I have one more idea to help with your low end injector problem.

I started to experiment with paired injector set up as I am using a 2 channel ecu.

With paired it is possible to get the inj deg closer than batch. Pair up intake and exhaust for inj timing may stop the puddling. I did this on my subie running engine stand months ago and saw some gains. You just reminded me of this and will go back and try it on a running car.

I found that above 1500 rpm none of this makes a big difference. Just my opinion.

If you try this let me know what pairs and deg for inj firing you like and I will do the same.
Subie firing order (right bank left bank) makes for interesting channel location.

Also the EJ motors come with well known sensors and crank wheels so it is easier to set up the ecu.
But you will be smarter than us because you are learning more from what you are doing.

You are doing some good changes. Keep going.

Black Knight
As to map sensor location or as to location of the vac line.

The location on subaru and others, if you are in one runner you will get pulse back giving map fluctuations. Too close to the throttle plate you end up in a temporary dead zone when you open the throttle quickly from inrush of air.
If you have pulse you can filter it out but as we just learned this may cause a map signal delay.

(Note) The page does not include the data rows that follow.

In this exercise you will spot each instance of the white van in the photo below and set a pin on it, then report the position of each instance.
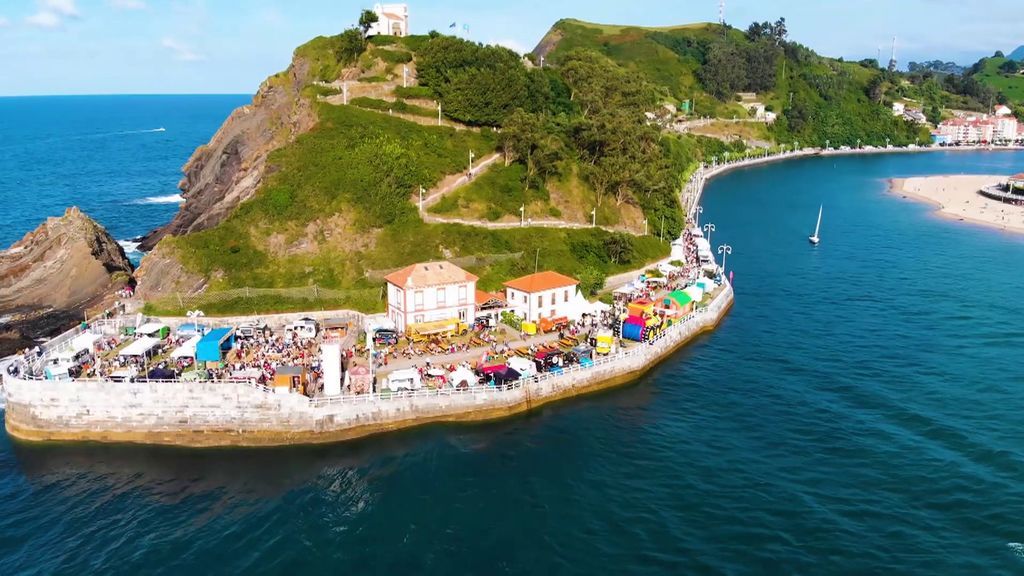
(407, 379)
(304, 328)
(522, 366)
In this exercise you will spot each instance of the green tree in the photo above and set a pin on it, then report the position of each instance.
(1010, 67)
(367, 19)
(619, 247)
(351, 44)
(591, 280)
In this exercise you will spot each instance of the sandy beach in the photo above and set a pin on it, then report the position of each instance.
(957, 197)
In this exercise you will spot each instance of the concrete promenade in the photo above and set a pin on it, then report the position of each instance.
(202, 414)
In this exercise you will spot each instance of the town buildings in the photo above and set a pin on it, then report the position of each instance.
(392, 19)
(980, 129)
(428, 292)
(545, 294)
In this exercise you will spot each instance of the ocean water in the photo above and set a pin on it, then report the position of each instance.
(117, 158)
(857, 412)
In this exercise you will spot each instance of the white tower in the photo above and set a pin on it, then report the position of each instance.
(331, 357)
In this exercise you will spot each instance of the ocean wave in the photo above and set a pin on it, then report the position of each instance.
(168, 199)
(129, 246)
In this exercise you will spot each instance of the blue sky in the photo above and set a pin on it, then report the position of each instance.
(228, 46)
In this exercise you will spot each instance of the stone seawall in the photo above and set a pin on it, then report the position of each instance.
(202, 414)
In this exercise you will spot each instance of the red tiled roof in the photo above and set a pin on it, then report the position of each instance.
(429, 274)
(484, 297)
(541, 281)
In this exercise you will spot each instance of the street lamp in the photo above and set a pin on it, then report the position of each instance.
(709, 228)
(724, 249)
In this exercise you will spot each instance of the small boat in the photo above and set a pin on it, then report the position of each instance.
(813, 239)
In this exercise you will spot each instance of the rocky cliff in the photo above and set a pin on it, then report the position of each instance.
(228, 169)
(48, 278)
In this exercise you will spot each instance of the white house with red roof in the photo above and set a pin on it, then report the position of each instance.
(392, 19)
(428, 292)
(545, 294)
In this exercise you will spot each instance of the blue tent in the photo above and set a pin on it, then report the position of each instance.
(214, 344)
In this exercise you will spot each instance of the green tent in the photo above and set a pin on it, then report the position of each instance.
(680, 297)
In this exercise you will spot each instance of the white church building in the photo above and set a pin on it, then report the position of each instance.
(392, 19)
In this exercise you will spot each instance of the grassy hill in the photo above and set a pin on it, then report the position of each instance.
(817, 97)
(1012, 85)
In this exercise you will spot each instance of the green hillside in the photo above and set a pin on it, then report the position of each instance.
(816, 97)
(1011, 85)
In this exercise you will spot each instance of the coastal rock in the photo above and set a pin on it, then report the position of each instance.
(227, 171)
(55, 272)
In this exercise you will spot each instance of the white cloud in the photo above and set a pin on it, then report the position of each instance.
(181, 51)
(44, 18)
(127, 4)
(61, 7)
(52, 12)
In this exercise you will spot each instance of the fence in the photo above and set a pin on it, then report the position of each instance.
(264, 300)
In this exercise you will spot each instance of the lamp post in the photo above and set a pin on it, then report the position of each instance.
(709, 228)
(725, 250)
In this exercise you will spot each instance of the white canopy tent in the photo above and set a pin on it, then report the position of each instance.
(150, 328)
(187, 350)
(140, 346)
(84, 341)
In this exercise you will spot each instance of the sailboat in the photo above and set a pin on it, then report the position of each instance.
(813, 239)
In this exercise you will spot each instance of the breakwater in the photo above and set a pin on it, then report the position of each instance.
(240, 413)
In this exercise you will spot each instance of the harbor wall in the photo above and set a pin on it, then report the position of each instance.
(212, 413)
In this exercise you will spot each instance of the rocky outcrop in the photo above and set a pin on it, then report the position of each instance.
(48, 278)
(228, 169)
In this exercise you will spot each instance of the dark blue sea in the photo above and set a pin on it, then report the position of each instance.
(859, 411)
(117, 158)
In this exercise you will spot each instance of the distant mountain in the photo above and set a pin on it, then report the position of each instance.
(937, 67)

I found the sweat spot about 1.5 inches from the throttle plate. Clean signal with little pulsing and good fast reacting for map changes.

Hope this helps.

Black Knight
By JoostXT
So, this has been a while, but I have been plugging away at it and managed some results;

Setting the MAP sample rate has proven to be quite experimental, I couldn't find any guidelines on which setting to use and have settled on instantaneous, which is usually not recommended, but it seems to work the best? The vacuum point is actually almost exactly 1,5'' from the throttle plate and feeds directly into a large symmetrical plenum, so this must work pretty well.

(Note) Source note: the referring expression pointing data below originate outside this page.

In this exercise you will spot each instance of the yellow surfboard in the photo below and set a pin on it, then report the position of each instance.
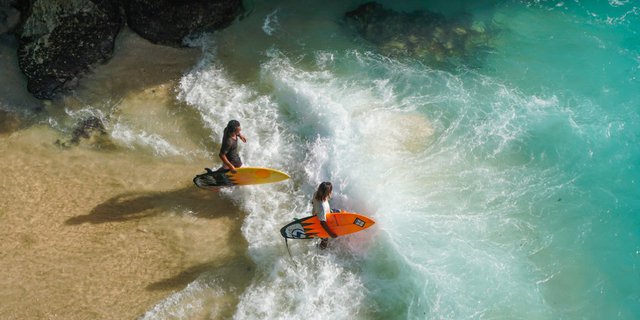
(243, 176)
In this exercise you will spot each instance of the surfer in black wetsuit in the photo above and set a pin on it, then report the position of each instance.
(229, 149)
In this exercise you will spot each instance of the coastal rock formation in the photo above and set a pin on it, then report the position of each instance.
(425, 35)
(90, 129)
(169, 21)
(59, 40)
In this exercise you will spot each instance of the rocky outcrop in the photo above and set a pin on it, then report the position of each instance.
(60, 40)
(9, 17)
(425, 35)
(169, 21)
(91, 130)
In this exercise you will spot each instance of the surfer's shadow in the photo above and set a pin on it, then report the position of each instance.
(140, 205)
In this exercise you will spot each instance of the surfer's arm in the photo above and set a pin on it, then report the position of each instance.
(326, 228)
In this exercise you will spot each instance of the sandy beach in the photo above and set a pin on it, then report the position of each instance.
(89, 234)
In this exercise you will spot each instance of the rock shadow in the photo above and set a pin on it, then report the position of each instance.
(133, 206)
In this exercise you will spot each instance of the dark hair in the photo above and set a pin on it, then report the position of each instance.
(231, 128)
(324, 190)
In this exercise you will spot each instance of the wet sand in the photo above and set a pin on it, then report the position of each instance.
(90, 233)
(106, 235)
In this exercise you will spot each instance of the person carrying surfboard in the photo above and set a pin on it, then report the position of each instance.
(229, 149)
(320, 208)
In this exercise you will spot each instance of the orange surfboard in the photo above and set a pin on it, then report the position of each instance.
(243, 176)
(341, 223)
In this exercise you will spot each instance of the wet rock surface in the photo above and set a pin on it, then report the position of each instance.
(425, 35)
(91, 130)
(169, 21)
(60, 40)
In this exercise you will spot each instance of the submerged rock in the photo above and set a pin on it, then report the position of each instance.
(90, 129)
(61, 39)
(425, 35)
(169, 21)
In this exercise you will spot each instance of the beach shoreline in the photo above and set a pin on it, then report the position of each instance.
(82, 239)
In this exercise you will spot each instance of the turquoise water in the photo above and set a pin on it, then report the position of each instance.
(502, 189)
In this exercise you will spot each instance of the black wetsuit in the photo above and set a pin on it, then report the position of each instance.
(230, 149)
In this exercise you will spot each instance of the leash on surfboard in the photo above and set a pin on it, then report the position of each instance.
(286, 243)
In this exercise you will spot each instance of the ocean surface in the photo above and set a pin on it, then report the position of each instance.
(506, 188)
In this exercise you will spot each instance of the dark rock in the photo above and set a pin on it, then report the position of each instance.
(90, 129)
(9, 16)
(169, 21)
(425, 35)
(61, 39)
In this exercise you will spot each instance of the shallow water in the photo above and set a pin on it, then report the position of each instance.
(504, 188)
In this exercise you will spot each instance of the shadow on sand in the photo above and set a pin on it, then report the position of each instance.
(237, 273)
(139, 205)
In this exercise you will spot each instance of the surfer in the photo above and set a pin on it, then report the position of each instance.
(320, 202)
(229, 149)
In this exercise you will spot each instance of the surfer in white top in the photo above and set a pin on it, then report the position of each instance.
(320, 202)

After this I was also able to set the injector timing back to 355 for both channels and it runs fine. Still getting the strange hiccups but in general the driveability has increased 10 fold! Fuel consumption is down (still not enough though), VE table is stabilising, power is up (I can actually accelerate without going into boost). This brings up an interesting issue though; whilst cruising at 3000rpm I'm at 90kPa, so I want it to be quite lean to gain some mileage. If however I am accelerating I also pass this point and so I want it to be quite rich. But the TPSdot or MAPdot is high enough to reliably trigger an AE!

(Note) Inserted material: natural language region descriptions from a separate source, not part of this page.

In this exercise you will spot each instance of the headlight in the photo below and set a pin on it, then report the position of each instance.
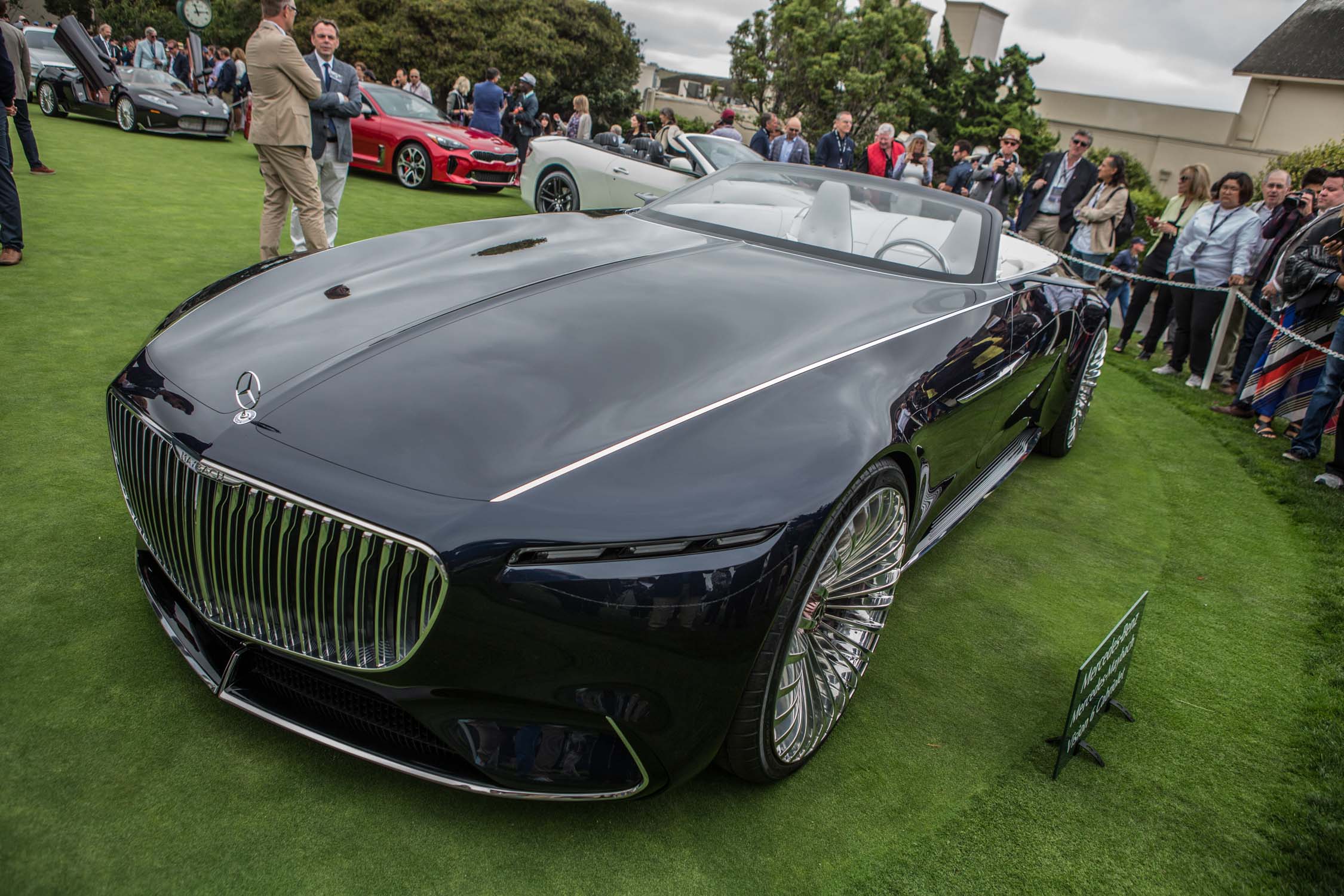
(447, 143)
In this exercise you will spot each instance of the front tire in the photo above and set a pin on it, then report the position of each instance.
(47, 101)
(1062, 435)
(413, 167)
(557, 192)
(127, 115)
(824, 632)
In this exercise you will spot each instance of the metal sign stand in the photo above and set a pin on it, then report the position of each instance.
(1100, 679)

Also, this engine seems to like a lot of timing, I'm up to almost 40 degrees high rpm cruising which seems a bit high to be honest. Perhaps there is still some spark latency? Haven't checked this after all these changes..
User avatar
JoostXT wrote:
Mon Aug 03, 2020 3:06 pm
… The vacuum point is actually almost exactly 1,5'' from the throttle plate and feeds directly into a large symmetrical plenum, so this must work pretty well.
You may have to test for the most stable MAP location in your manifold, typically away from the inlet and runners, but dynamics can be weird.
JoostXT wrote:
Mon Aug 03, 2020 3:06 pm
This brings up an interesting issue though; whilst cruising at 3000rpm I'm at 90kPa, so I want it to be quite lean to gain some mileage. …
Also, this engine seems to like a lot of timing, I'm up to almost 40 degrees high rpm cruising which seems a bit high to be honest.
90kPa is oddly high for cruise, but could be your MAP source point or the MAP mode. Generally, from best-torque fuel Lambda/AFR at stable cruise, lean to the point that you feel lean surge (slow push-pull feel), and enrich just out of it. Check MAP. Don't be surprised if it's higher, as lean is actually less efficient (assuming it was originally fueling for max torque).

In order to recover efficiency at the new Lambda; at stable cruise again, begin slowly testing timing advance until timing is at minimum value for MAP just at minimum value, indicating peak timing efficiency. Advance may be quite high relative to power Lambda timing, in order to compensate for the change in cylinder pressure rise rate. The table cell may change during this exercise. See where that gets you. Don't forget you are tuning for best target performance (and resulting Lambda) at any point, not a Lambda number, which is only a reference.